San Nen Bancha - 3 Year Aged Bancha - Medium Roast
San Nen Bancha means “3 year” Bancha. “Bancha” can refer to a tea made from leaves that are large, coarse, etc. and/or come from a late or end of season harvest. This tea is harvested at various times throughout the year, mainly in March, June and October, and it is comprised of tea from the producer’s Kyoto area farm, but, more recently, this particular producer has had to bring in more comparable old leaf material from Mie and Nara because demand for his tea is far greater than what he can produce on his Kyoto farm.
The source materials for this tea come from 2-3 year old leaves along with the accompanying stem and twig material cut during the mechanized harvesting process. Note: the vast majority of tea in Japan is harvested by machine. Machine harvesting is not an indication of poor quality. After harvest, the tea is steamed, etc to be made into a type of Aracha. At this point, the leaves are sorted to remove any unwanted material and given a thorough drying before they are packed away for storage. The tea is then aged at room temperature for approximately 3 years to smooth and mellow its flavor. After the leaves have matured/aged to the appropriate level, this producer gives this tea what I would term a medium intensity but thorough roast to before packaging and sending it to market.
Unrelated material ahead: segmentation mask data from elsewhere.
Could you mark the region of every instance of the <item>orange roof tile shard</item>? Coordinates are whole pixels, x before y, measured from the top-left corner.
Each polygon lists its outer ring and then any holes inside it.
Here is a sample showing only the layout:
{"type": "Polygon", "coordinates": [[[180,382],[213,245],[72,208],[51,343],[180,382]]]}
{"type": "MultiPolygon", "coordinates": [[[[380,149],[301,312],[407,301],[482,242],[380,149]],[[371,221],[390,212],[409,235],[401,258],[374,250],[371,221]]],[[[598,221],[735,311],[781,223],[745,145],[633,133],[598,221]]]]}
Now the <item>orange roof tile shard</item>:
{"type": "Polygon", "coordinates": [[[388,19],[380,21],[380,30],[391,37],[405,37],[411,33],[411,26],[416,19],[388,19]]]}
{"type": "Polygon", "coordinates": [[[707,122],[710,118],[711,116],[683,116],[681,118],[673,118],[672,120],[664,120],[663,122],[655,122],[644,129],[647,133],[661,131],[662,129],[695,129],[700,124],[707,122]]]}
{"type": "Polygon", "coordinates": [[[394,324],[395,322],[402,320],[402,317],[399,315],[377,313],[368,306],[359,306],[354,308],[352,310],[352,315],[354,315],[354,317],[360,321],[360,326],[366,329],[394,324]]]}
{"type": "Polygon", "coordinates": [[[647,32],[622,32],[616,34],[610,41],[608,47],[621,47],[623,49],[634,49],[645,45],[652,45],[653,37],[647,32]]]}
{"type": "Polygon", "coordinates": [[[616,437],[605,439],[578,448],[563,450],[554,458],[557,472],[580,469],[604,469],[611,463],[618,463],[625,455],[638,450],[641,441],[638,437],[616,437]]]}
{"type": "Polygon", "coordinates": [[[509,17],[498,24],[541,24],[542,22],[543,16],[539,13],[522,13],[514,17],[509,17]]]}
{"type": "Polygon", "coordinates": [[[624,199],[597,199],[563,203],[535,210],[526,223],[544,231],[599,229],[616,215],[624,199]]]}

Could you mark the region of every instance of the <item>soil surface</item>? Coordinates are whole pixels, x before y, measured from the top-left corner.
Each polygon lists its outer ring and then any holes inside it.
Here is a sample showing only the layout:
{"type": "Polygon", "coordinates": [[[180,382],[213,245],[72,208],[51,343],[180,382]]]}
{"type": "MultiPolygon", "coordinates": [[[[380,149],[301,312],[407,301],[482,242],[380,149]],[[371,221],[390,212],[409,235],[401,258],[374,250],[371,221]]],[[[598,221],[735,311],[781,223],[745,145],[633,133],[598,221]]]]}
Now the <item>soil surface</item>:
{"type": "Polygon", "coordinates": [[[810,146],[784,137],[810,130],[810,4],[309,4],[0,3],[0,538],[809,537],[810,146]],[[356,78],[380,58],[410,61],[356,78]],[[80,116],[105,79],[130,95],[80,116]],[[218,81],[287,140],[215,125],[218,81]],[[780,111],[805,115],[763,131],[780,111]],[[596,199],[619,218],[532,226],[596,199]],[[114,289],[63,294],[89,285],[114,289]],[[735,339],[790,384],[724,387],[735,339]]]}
The flavor of this tea is exceptionally soft, roasty, sweet and smooth with very little to no astringency at all. As strange as this may sound, the only adjectives that I can seem to come up with to convey the feeling of this tea are “warm, soft and comfortable.” It is a great evening tea in my opinion because of it’s low caffeine content. It is very easy on the stomach, and it is common in Japan for this tea to be served to very elderly people as well as babies as young as one month old!